Japan, China / 2025 / 83min Director:ZHANG YaoYuan
Set in Japan, this collection of short films depicts the harsh realities and discriminatory treatment of immigrant workers from Northeastern China. Shedding light on technical intern trainees, factory workers, and people in illegal occupations, the films capture their struggles to escape a harsh environment.
“Half-Time” follows a Chinese technical intern trainee preparing for the interview to decide the training location, despite the physical and mental pain from debt, torture, and thoughts of their home. “Life Is Snow” captures a man’s conversation with his lawyer after suing his supervisor for irrationally firing him from the bento factory. “Selection” illustrates an ex-professional soccer player from China who tries to get his son to pass the entry test at a soccer club, while working in an unlicensed taxi service in Tokyo. The three short films produced in Japan portray protagonists from Northeastern China provinces (specifically Liaoning, Jilin, and Heilongjiang), with Abe Tsuyoshi playing each of them. Zhang Yaoyuan’s striking direction could be seen in the men’s efforts to escape from irrational situations whether that is from law, policies, or relationships.
Born in 1989 in Dalian, China, he moved to Japan in 2014 to study film as a Japanese Government (MEXT) scholarship student.

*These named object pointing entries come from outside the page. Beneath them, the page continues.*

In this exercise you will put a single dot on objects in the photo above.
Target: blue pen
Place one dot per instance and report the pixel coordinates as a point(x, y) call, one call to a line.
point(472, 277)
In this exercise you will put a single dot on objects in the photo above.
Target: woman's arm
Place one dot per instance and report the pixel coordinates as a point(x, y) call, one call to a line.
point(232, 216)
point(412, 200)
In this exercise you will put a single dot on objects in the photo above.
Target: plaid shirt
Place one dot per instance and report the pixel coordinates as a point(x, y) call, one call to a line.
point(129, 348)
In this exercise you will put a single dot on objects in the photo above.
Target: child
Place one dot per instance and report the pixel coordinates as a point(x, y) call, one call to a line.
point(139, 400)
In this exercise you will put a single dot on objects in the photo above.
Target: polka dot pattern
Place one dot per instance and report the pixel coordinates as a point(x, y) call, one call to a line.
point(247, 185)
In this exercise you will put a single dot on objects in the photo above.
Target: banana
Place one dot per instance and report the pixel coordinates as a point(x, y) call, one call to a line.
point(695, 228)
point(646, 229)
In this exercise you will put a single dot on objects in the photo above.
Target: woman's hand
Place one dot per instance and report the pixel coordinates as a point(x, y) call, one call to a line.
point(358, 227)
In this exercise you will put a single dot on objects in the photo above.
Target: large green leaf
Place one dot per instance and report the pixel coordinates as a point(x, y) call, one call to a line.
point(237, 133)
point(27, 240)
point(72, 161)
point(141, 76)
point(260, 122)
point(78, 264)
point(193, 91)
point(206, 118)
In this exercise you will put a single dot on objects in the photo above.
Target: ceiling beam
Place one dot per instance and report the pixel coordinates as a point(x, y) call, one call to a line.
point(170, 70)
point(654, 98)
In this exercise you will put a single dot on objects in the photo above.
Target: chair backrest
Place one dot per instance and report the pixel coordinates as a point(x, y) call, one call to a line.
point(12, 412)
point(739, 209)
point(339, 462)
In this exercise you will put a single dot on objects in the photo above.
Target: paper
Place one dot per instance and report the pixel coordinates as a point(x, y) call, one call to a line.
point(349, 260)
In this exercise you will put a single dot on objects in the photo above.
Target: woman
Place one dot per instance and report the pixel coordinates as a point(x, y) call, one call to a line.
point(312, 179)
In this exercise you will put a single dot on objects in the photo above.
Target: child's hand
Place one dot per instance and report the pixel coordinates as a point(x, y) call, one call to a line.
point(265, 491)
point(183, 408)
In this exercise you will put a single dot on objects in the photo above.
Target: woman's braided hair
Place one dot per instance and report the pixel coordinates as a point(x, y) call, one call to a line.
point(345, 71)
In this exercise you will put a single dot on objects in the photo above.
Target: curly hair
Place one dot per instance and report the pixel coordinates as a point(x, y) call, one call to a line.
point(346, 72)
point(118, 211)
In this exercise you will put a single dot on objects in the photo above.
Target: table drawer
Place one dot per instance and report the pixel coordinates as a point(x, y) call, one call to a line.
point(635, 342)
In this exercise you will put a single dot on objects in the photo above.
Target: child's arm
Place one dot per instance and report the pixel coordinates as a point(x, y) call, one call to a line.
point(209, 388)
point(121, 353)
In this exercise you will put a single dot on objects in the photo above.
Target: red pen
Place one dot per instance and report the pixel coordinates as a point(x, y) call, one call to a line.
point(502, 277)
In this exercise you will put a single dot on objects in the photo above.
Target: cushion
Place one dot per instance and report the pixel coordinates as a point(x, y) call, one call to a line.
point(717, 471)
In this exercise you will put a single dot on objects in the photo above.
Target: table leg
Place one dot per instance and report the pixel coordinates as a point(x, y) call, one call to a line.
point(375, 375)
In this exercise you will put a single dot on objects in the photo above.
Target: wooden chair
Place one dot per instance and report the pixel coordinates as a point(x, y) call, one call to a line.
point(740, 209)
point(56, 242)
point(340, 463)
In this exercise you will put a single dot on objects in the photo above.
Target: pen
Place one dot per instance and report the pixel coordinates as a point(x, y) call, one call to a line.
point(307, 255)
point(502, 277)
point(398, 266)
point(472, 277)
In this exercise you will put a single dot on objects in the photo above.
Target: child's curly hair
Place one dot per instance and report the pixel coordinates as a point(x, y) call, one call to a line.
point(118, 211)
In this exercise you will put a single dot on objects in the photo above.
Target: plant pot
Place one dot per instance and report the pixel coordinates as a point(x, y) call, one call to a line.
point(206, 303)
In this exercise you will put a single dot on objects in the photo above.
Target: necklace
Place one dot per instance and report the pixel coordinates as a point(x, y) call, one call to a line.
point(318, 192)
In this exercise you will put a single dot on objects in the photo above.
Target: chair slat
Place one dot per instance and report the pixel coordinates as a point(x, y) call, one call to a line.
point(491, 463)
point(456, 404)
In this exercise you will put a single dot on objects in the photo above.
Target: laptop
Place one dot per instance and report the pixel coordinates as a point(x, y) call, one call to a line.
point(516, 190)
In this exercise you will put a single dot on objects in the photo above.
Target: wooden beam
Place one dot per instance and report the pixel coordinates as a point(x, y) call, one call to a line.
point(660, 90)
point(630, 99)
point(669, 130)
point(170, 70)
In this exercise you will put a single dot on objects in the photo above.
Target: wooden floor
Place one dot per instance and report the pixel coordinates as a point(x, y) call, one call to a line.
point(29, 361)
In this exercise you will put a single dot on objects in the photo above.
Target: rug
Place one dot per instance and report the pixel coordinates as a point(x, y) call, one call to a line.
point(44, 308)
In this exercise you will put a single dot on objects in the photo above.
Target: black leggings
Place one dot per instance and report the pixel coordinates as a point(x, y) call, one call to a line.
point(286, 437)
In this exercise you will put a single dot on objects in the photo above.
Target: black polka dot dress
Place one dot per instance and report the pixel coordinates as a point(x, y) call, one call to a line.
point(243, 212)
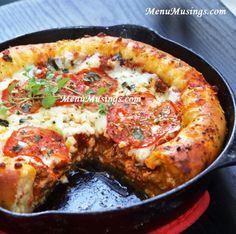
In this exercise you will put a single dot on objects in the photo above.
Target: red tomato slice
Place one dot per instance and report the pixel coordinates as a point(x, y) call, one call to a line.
point(16, 95)
point(139, 124)
point(45, 144)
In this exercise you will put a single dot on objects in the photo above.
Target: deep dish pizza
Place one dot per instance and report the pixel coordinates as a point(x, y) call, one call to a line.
point(120, 102)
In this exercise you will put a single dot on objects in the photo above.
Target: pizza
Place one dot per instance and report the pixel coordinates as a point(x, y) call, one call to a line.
point(116, 101)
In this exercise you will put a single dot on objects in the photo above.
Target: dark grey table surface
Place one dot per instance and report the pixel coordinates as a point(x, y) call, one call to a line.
point(211, 36)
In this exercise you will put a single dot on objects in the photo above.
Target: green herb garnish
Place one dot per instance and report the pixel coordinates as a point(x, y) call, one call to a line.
point(16, 148)
point(138, 134)
point(102, 109)
point(91, 77)
point(26, 107)
point(48, 101)
point(37, 138)
point(101, 91)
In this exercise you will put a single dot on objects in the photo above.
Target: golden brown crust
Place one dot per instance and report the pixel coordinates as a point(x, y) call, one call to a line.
point(203, 123)
point(16, 183)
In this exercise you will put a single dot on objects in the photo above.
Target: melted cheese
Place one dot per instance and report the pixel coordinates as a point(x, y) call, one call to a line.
point(70, 120)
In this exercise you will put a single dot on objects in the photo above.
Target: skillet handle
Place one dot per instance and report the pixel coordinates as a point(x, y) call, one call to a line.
point(229, 156)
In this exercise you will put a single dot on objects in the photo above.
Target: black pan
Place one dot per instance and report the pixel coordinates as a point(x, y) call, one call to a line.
point(114, 207)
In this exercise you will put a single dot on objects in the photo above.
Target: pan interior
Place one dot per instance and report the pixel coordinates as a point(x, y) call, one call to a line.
point(90, 189)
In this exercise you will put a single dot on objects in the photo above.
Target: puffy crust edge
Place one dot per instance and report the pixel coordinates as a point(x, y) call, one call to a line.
point(204, 125)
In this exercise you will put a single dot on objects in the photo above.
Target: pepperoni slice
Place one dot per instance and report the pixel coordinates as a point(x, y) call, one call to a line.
point(13, 96)
point(141, 124)
point(45, 144)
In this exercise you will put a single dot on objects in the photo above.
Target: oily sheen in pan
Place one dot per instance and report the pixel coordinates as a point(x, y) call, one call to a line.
point(122, 103)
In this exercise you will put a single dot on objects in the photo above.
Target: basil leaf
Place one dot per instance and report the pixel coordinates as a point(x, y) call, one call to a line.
point(26, 107)
point(50, 75)
point(11, 87)
point(48, 101)
point(118, 57)
point(90, 91)
point(37, 138)
point(3, 109)
point(52, 63)
point(61, 83)
point(16, 148)
point(102, 109)
point(4, 123)
point(91, 77)
point(101, 91)
point(138, 134)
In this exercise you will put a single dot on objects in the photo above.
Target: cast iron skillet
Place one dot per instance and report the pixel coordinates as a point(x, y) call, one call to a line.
point(134, 215)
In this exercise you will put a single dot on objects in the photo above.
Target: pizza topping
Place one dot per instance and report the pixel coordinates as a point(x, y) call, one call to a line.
point(15, 98)
point(6, 56)
point(91, 77)
point(140, 124)
point(160, 86)
point(96, 79)
point(52, 63)
point(40, 143)
point(4, 123)
point(18, 165)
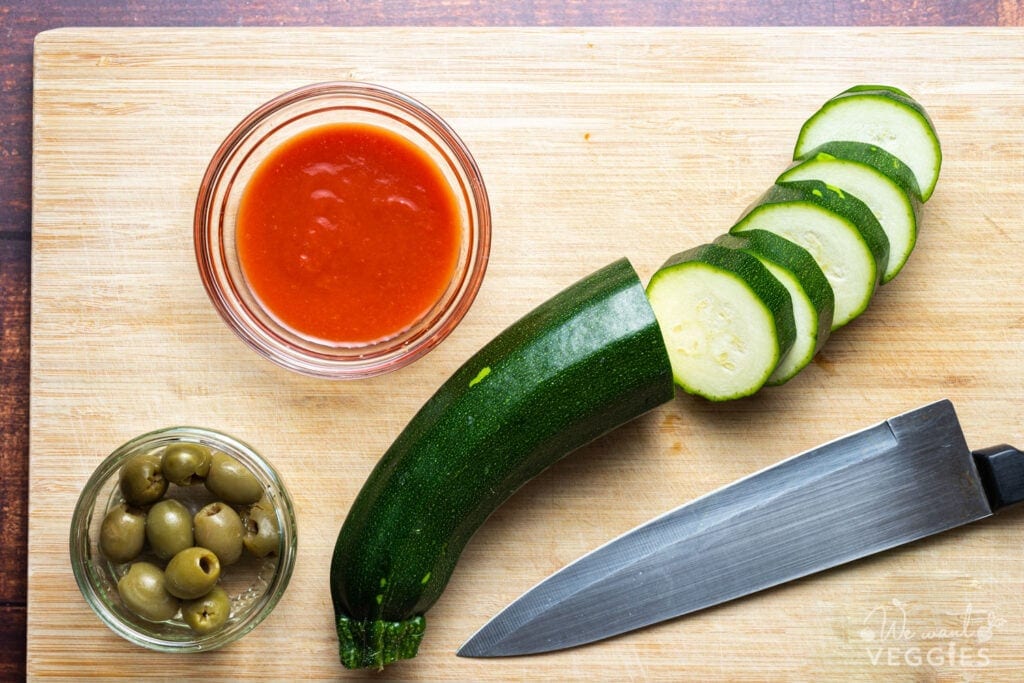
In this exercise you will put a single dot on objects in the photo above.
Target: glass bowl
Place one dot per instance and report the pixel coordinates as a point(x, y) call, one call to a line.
point(241, 155)
point(254, 585)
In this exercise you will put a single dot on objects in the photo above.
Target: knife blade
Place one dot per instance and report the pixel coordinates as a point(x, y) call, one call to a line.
point(900, 480)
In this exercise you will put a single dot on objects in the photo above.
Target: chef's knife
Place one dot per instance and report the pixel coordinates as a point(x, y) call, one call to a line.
point(903, 479)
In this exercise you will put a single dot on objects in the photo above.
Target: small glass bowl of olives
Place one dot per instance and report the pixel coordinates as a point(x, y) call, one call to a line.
point(183, 540)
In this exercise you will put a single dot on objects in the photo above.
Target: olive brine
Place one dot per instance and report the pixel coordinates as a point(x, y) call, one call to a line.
point(176, 541)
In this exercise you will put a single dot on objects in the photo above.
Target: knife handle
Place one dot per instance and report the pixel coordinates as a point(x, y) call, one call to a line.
point(1001, 470)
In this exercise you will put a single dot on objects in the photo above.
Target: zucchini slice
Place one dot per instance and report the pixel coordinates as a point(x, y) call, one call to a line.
point(882, 116)
point(813, 301)
point(838, 229)
point(893, 208)
point(725, 318)
point(583, 363)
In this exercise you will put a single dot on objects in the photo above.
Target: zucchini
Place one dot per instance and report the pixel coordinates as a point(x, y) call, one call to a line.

In 2024, he earned a Ph.D. in Film Studies from Tokyo University of the Arts. His short “Half Time” was selected for the Shanghai International Film Festival and the Pingyao International Film Festival, winning Best Film at the 5th NOWNESS and the Tokyo University of the Arts Alumni Grand Prize. His short “Life Is Snow” received the Fei Mu Honor – Best Short Film at the 8th Pingyao International Film Festival. His feature project “Buy My Car” won the Red Sea Film Fund Award at the Asian Project Market during the 30th Busan International Film Festival.
Director’s statement
"Northeast" was the central theme of my graduation and master's film, and it continues in my doctoral film Half-Time and its subsequent works Life Is Snow and Selection. While shaped by the influence of Japanese Film, it is above all rooted in my own experience. I came to Japan in 2014; it has been eleven years since I left home. An unfamiliar land never truly becomes home, yet my home has, in time, grown unfamiliar. As memories recede, the hometown I carry fades. For that reason, whenever I meet people from China’s Northeast in Japan, I feel compelled to listen to their histories and to know them more deeply. In Half-Time and Life Is Snow, I follow a technical trainee from the Northeast and a war-displaced orphan; in Selection, I focus on the everyday realities of an unlicensed taxi driver from the same region living in Japan. Against the social contours of the Technical Intern Training Program, economic stagnation, and the challenges of multicultural coexistence, I look at the choices and hesitations that arise as “Northeasterners in Japan” search for a place to belong. That, I believe, is the purpose of this collection of short films.